Problemas de adaptação a partir de “The Fall of the House of Usher”
O conto The Fall of the House of Usher, publicado em 1839, numa revista literária em Philadelphia, pelo norte-americano Edgar Allan Poe, é um dos contos mais influentes do escritor, tendo sido adaptado, citado, ou mera fonte de inspiração para peças musicais ou de teatro, transposto ao cinema em curtas e longas metragens, para cinema e televisão, de imagem real ou animação. Sem pretender ser exaustivo, no cinema destacam-se duas versões mudas, curiosamente do mesmo ano de 1928, uma curta dos norte-americanos, James Sibley Watson e Melville Webber e o filme com pouco mais de uma hora do francês Jean Epstein, La chute de la maison Usher. Em 1950, Ivan Barnett assina uma versão britânica, enquanto o cineasta de pendor experimental Curtis Harrington abriu e fechou a sua carreira com duas versões curtas do conto, uma de 1942, em 8mm, e outra já em 2000, um pouco maior, filmada em 35 mm.
Em 1960, Roger Corman e o produtor Samuel Z. Arkoff abrem o ciclo de adaptações que a AIP- American Film Internacional faria da obra de Poe, precisamente com The Fall of the House of Usher. A esta obra de terror gótico de época, que obteve bastante sucesso junto do público, ainda se juntariam outras sete: The Pit and the Pendulum (1961), Premature Burial (1962), Tales of Terror (1962), The Raven (1963), The Haunted Palace (1963), The Masque of the Red Death (1964), e The Tomb of Ligeia (1964). Já nos anos oitenta, Jésus Franco realiza El hundimiento de la casa Usher (1982) citando-se a si próprio, usando excertos de um dos seus primeiros filmes Gritos en la noche (1962) que, de alguma forma, já encenava uma relação de protecção doentia de um homem em relação irmã, como acontece no conto de Poe com a personagem de Roderick Usher em relação a Madeleine. Em 2002, Ken Russel faz o que ainda não havia sido tentado: dobrar o ambiente de The Fall of the House of Usher para uma obra satírica, The Fall of the Louse of Usher. Já em 2023, a Netflix produziu uma mini-série de oito episódios, realizada a meias por Mike Flanagan e Michael Fimognari.

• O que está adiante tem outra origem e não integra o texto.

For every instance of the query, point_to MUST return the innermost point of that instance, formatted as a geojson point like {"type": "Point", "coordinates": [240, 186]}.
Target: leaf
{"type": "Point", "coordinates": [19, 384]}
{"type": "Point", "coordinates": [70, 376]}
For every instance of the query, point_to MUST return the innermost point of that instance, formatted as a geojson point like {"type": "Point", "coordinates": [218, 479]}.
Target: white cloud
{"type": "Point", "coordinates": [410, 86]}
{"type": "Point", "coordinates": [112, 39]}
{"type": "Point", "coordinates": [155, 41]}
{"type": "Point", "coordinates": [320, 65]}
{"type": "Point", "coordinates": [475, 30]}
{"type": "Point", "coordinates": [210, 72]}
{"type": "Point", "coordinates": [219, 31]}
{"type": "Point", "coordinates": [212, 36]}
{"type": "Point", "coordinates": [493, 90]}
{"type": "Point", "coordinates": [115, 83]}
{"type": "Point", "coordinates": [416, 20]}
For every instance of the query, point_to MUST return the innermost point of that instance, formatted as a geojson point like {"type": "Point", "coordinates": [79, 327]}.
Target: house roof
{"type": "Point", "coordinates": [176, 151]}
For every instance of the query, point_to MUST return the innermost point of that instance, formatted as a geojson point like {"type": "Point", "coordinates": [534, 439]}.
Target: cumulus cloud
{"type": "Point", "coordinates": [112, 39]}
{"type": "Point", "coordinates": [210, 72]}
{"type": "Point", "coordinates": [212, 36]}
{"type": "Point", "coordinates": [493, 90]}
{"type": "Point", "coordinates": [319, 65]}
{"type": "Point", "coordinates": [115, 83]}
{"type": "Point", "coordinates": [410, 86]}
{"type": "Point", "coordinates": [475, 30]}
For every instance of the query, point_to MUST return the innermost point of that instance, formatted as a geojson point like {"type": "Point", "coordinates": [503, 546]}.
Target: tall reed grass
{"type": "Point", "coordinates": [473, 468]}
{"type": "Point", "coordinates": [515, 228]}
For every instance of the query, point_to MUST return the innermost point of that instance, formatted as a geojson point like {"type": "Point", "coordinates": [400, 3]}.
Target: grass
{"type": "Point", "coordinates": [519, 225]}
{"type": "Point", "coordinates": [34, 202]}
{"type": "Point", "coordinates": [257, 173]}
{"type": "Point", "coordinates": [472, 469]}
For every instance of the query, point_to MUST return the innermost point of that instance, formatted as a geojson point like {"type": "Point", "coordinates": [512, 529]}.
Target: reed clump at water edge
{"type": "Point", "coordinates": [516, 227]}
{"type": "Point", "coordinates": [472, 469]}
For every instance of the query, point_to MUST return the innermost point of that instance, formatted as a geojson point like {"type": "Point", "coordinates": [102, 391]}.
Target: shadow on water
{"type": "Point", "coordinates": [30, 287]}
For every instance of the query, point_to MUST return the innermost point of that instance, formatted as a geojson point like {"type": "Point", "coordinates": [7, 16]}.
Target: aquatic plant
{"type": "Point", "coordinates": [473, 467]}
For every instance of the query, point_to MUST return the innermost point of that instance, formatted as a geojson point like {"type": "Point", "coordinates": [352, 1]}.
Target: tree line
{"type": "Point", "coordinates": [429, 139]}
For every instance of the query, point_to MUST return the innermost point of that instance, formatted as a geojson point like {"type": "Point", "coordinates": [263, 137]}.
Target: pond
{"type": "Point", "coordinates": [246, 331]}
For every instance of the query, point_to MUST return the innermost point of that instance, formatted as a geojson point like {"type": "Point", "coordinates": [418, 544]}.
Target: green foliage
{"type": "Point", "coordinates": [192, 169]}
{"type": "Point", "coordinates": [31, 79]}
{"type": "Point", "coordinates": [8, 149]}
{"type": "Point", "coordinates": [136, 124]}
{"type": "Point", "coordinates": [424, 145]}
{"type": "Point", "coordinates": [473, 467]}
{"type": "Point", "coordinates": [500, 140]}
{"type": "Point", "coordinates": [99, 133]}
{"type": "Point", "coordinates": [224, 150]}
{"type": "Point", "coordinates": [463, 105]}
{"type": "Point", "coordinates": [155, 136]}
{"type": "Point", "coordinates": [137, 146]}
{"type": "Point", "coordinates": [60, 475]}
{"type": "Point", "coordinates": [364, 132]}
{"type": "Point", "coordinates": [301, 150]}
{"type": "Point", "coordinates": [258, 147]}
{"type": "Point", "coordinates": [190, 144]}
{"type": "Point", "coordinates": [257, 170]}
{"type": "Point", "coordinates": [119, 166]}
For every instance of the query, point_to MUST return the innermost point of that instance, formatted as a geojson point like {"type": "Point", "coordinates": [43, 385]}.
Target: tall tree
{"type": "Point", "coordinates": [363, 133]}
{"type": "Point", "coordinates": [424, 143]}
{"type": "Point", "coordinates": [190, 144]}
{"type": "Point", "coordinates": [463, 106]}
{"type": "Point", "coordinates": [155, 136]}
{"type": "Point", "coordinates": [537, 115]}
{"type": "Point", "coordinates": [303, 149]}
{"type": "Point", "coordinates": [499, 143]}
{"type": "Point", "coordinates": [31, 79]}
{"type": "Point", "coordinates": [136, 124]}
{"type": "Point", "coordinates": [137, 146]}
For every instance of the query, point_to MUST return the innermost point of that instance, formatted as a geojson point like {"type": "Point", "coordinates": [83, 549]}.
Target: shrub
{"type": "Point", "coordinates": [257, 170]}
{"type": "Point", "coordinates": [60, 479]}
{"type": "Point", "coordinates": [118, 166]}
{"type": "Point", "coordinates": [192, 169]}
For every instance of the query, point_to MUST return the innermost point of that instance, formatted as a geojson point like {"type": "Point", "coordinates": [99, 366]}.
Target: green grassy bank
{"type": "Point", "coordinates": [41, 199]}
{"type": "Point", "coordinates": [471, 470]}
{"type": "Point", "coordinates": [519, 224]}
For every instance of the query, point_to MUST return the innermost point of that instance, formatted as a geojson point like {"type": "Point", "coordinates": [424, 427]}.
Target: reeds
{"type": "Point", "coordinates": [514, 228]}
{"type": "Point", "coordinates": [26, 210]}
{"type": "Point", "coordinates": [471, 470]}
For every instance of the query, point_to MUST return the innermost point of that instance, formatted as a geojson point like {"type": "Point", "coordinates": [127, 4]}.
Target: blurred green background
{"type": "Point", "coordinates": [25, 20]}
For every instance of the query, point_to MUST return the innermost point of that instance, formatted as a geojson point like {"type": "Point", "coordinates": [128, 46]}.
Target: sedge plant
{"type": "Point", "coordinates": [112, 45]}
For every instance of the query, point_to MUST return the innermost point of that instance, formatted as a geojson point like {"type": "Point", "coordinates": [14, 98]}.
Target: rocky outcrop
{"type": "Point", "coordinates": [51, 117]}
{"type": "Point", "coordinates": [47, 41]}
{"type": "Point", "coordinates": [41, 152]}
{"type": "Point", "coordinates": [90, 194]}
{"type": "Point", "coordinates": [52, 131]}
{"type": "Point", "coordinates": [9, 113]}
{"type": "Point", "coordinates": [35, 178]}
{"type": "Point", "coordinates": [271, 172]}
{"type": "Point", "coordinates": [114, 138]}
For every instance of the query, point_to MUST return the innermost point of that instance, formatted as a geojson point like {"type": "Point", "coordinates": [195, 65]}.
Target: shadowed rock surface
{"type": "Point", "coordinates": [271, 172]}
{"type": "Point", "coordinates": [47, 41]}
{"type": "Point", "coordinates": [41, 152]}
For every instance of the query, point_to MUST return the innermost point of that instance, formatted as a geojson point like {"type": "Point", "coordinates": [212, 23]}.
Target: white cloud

Como vemos, o trajeto é longo e são muitos os gestos de adaptação do famoso conto de Edgar Allan Poe. Com o intuito de refletir sobre algumas das escolhas na adaptação do conto ao cinema, vale a pena pensar em algumas distinções face às duas versões mais populares, a de Epstein de 1928 e a de Corman de 1960, separadas por mais de três décadas e em dois sistemas estéticos e de produção bastante distintos.
O filme do cineasta francês marca uma fronteira reconhecível na sua carreira. Para trás ficaria uma fase inicial nos primeiros anos fulgurantes com a produtora Pathé, a vanguarda artística francesa e obras como Coeur fidèle (1923); e ainda um par de anos com a Societé des Films Albatros, onde tem menos liberdade artística e a crítica começa a questionar se o sucesso público de filmes como Le lion des Mogols (1924) não o teria afastado dos iniciais princípios de vanguarda e experimentação. 1926 marca para Epstein um período em que se lança na produção independente (com a Les Films Jean Epstein), recentrando a vontade de compreender como o cinema conseguiria recortar-se das linhas familiares da literatura e do cinema, trabalhando a luz, as sobreimpressões, os ralenties e acelerados e as diferentes formulações da montagem. Este momento é marcado por filmes como Mauprat (1926), Six et demi onze (1927), La glace à trois faces (1927) e … La chute de la maison Usher.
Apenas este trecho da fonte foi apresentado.